Google technology & quot; sanbao & quot; mapreduce

Source: Internet
Author: User
Tags hadoop mapreduce

Legend of rivers and lakes: Google technologies include "sanbao", gfs, mapreduce, and bigtable )!

Google has published three influential articles in three consecutive years from 03 to 06, respectively, gfs of sosp in 03, mapreduce of osdi in 04, and bigtable of osdi in 06. Sosp and osdi are both top-level conferences in the operating system field and belong to Class A in the Computer Society recommendation meeting. Sosp is held in the singular year, while osdi is held in double years.

This blog will introduce mapreduce.

1. mapreduce does not find Google, so I want to use a hadoop project structure to describe where mapreduce is, for example.
Hadoop is actually an open-source implementation of Google sanbao. hadoop mapreduce corresponds to Google mapreduce, hbase corresponds to bigtable, HDFS, and GFS. HDFS (or GFS) provides efficient unstructured storage services for the upper layer. hbase (or bigtable) is a distributed database that provides structured data services, hadoop mapreduce (or Google mapreduce) it is a programming model of Parallel Computing for job scheduling.

GFS and bigtable have already provided us with high-performance and high-concurrency services, but parallel programming is not a task that all programmers can play with. Suppose that our applications cannot be concurrent, GFS and bigtable are meaningless. The greatness of mapreduce is that programmers who are not familiar with parallel programming can also give full play to the power of distributed systems.

To put it simply, mapreduce is a framework that splits a large job into multiple small jobs (major jobs and small jobs should be essentially the same, but only have different scales ), what you need to do is to decide how many parts to split and define the job itself.

The following example illustrates how mapreduce works.

2. Example: Count Word Frequency

Suppose I want to count the most frequently used words in computer papers over the past 10 years and see what everyone is studying. What should I do after collecting my papers?

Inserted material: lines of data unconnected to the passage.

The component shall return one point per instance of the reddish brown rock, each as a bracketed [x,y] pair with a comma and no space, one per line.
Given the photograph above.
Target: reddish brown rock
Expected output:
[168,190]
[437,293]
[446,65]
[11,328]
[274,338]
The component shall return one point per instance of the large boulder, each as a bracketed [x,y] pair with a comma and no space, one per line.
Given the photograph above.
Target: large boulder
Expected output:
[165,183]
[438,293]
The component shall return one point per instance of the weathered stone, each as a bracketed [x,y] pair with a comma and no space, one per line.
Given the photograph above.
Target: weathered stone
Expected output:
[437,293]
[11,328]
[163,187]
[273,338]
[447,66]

Method 1: I can write a small program, traverse all the papers in order, count the occurrences of each word, and finally know which words are the most popular.

This method is very effective when the dataset is smaller than the hour, and the implementation is the simplest and suitable for solving the problem.

Method 2: Write a multi-threaded program and traverse the thesis concurrently.

This problem is theoretically highly concurrent, because the statistics of a file will not affect the statistics of another file. When our machine is a multi-core or multi-processor, method 2 must be as efficient as method 1. However, it is much more difficult to write a multi-threaded program. We must synchronize and share data on our own. For example, we must prevent the two threads from making statistics on files repeatedly.

Method 3: Submit the job to multiple computers.

We can use a program to deploy it to N machines, then divide the papers into N parts, and one machine runs a job. This method runs fast enough, but it is very difficult to deploy it. We need to manually copy the program to another machine and manually separate the documents, the most painful thing is to integrate n execution results (of course we can write another program ).

Method 4: Let mapreduce help us!

Mapreduce is essentially method 3, but the framework defines how to split the file set, copy the program, and integrate the results. We only need to define this task (User Program), and the rest will be handed over to mapreduce.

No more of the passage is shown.